Then Kim (my sister's husband and my brother) asked how many chairs should we set up? The venue is outside and a beautiful spot, but it needs to be set up. The question arose from the fact that there were 150 chairs, and they needed to be symmetrical, so I got to use my math skills. I said, "There are 150 chairs and two sections so just put 80 chairs in each section; how hard is that?" Kim, a retired financial advisor, looked at me and said, "Hey Roger can you do me a favor and get dressed so we can get the venue set up." 

I was glad to help and show off my math skills simultaneously.

Yes, it was a very relaxing morning. 

The wedding went off without a hitch; that is, if your definition of without a hitch includes the bride and the groom not saying their vows during the ceremony!

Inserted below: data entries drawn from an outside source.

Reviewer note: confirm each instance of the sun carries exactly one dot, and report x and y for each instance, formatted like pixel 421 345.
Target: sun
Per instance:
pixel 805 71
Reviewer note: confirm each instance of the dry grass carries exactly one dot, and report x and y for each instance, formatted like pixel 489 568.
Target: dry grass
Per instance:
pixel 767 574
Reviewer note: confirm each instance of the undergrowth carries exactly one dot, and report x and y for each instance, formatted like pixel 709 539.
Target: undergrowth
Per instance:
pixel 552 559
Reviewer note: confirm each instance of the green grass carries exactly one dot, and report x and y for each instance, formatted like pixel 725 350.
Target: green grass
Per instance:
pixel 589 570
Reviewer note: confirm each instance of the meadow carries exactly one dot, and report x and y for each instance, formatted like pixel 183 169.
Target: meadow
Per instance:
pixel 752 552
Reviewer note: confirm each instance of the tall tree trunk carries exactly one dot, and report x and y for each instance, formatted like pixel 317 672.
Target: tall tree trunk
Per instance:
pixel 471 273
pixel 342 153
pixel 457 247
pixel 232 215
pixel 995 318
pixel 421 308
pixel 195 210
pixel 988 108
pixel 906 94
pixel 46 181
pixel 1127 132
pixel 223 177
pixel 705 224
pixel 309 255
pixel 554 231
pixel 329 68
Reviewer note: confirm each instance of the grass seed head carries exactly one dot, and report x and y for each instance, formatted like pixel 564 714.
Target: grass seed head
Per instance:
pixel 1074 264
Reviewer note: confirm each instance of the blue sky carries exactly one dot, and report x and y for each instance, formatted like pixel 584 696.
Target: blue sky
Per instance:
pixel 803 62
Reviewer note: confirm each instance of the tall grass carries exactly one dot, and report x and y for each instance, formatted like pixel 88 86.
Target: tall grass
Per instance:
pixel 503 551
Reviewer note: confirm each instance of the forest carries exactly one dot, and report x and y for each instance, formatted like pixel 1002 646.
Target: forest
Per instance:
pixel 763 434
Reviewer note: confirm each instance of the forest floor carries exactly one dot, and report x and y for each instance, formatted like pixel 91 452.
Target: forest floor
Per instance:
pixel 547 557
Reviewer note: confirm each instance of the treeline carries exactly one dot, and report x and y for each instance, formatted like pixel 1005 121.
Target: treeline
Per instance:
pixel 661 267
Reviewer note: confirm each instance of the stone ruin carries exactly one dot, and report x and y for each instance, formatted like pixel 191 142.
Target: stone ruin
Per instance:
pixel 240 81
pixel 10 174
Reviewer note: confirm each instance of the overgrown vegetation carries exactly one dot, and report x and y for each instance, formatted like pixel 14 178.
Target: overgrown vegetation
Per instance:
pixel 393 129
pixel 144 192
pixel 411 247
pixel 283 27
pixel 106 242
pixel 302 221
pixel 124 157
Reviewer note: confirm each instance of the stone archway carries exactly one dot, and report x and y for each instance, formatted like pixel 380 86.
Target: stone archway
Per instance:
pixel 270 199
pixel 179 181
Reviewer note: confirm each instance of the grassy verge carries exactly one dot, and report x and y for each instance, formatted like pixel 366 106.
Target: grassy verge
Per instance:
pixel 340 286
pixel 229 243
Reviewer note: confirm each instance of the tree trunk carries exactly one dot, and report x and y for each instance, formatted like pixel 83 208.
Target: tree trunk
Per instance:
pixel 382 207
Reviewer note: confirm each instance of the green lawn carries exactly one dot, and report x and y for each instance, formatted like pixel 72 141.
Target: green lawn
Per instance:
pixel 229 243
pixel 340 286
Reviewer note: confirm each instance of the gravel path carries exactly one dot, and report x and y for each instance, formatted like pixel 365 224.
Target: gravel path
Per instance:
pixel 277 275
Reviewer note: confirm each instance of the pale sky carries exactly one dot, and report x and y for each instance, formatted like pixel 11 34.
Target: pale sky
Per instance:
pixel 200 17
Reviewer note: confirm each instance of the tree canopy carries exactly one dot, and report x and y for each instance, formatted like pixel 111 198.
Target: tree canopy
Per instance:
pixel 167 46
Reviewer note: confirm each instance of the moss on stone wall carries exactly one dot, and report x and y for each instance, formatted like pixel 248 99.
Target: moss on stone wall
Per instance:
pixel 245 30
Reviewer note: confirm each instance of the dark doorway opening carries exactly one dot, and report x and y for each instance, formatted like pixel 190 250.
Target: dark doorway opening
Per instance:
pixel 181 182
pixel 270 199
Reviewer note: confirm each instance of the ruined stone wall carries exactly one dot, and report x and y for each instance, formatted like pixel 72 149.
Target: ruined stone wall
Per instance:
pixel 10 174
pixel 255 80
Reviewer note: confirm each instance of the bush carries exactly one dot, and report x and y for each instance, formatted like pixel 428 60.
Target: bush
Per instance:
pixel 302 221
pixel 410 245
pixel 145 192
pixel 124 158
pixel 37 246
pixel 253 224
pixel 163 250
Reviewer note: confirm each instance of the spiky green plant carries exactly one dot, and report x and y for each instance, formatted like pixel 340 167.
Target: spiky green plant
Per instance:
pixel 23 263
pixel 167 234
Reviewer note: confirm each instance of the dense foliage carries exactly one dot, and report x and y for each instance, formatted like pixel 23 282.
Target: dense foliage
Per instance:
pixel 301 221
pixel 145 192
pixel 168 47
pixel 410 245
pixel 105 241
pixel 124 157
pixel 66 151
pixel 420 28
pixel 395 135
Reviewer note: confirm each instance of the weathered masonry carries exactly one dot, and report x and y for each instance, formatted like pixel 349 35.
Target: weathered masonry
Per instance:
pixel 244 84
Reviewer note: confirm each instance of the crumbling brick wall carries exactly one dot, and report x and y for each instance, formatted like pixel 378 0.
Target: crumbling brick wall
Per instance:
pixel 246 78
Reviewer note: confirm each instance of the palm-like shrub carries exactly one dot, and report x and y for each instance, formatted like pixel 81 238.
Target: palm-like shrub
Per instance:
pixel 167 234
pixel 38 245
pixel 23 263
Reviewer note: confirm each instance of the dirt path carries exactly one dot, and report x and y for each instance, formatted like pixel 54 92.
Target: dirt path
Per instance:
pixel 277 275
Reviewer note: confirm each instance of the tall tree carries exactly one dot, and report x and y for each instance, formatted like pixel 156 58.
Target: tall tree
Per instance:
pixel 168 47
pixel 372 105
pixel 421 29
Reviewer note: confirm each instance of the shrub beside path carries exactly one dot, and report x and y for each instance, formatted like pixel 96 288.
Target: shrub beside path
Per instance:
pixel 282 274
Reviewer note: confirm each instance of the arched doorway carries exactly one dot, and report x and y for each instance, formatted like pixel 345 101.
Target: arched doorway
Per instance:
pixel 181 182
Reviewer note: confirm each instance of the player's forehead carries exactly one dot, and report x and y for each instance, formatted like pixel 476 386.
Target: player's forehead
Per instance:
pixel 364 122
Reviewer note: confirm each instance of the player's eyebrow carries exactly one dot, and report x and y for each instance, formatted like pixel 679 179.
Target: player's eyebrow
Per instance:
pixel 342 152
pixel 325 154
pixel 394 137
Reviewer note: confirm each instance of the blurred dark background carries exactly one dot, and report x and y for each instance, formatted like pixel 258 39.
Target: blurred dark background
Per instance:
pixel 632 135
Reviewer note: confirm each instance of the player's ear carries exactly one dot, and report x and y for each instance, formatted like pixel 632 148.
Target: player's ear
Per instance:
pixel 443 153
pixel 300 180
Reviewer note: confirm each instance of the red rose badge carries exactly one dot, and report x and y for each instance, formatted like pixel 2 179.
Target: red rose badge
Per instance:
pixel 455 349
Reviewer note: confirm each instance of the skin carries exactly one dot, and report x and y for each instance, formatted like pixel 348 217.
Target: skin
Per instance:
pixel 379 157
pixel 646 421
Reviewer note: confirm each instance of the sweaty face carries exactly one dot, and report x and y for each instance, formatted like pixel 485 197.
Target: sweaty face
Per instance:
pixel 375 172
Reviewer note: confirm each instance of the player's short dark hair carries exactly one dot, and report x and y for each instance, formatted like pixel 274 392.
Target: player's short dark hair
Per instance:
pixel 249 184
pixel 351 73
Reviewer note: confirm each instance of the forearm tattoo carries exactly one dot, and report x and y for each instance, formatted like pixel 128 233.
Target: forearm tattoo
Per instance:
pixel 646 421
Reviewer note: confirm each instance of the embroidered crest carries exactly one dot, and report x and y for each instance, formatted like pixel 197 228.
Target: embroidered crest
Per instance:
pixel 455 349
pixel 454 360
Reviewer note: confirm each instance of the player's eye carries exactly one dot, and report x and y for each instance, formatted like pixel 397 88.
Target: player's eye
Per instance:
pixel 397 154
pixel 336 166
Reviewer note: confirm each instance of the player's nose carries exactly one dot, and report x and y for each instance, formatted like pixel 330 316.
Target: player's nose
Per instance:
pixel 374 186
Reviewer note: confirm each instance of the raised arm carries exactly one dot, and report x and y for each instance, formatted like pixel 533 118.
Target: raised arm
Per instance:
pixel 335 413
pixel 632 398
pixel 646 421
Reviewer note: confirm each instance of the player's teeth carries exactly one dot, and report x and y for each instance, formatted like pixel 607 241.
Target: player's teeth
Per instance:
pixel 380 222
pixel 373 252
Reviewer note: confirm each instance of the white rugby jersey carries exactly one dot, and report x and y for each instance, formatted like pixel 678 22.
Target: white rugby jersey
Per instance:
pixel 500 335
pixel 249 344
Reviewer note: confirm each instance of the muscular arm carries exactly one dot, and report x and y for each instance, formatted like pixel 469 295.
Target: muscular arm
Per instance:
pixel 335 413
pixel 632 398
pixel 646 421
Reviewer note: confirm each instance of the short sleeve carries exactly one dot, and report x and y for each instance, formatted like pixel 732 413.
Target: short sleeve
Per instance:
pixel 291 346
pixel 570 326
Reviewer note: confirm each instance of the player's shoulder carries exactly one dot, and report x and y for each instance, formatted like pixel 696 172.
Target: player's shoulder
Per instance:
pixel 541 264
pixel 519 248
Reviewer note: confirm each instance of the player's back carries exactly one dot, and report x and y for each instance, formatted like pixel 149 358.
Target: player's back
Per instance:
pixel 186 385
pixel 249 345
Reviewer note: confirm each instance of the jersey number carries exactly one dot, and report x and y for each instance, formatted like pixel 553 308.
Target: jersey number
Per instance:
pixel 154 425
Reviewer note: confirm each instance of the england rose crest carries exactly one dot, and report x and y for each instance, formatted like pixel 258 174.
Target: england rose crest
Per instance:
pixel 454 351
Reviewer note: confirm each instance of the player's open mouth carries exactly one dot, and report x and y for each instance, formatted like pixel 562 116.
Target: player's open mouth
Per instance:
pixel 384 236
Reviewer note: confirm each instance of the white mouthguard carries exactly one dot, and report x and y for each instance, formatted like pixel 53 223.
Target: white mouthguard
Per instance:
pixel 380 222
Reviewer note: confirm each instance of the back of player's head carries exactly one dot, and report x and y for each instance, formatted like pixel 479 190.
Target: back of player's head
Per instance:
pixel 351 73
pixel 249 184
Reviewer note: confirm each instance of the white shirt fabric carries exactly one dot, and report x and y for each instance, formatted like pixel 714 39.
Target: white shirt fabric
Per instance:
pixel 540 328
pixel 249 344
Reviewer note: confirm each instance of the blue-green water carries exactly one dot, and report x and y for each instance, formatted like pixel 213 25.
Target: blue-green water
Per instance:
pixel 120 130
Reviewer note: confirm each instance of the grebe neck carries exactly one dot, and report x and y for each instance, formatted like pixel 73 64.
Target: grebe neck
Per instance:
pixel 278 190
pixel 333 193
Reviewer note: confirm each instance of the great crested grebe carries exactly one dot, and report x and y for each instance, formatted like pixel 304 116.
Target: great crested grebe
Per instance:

Hannah and Justin had decided to write their own vows, so I crossed out the traditional vows I had for the ceremony. Everything was going swimmingly until I pulled a Ron Burgundy and read my notes, going right passed the crossed-out part, and we finished the ceremony. No one even noticed until we were finished.

The village idiot strikes again!

Well, I could not have them get married without saying their vows, so the first thing we did at the reception was to bring them together, and they read their vows to each other. It turned out to be amazing, with everyone laughing and crying, and I even got to say, "Hannah, now you can kiss your husband!"

Justin got to kiss his bride during the first ceremony, and Hannah got to attack, I mean kiss her husband, at the second ceremony! 

A proper Hobbit wedding!

It turned out to be a fantastic adaptation; when people asked me if I had done that before, I said yes. In fact, I patented the ceremony. 

One of my other nieces came up and said when I get married, you are doing my wedding, I never said we raised them smart in the Button clan. 

As I thought about my mistake, I kicked myself pretty hard for a while; until Hannah came up to me and grabbed both my hands, looked me deeply in the eyes, and said, "The wedding was perfect. Doing the vows like that made it even better. I love you."

Later after I had time to ruminate on the whole thing, which of course, led to pondering. I realized the similarity between what had happened and the book, Who moved my Cheese, "When You Stop Being Afraid, You Feel Good. 

In the end, we had found a new wrinkle to use in wedding ceremonies. Do the traditional vows during the ceremony and the vows that the groom and bride write for each other at the start of the reception. 

It was magic. 

Just remember, "When You See That You Can Find And Enjoy New Cheese, You Change Course."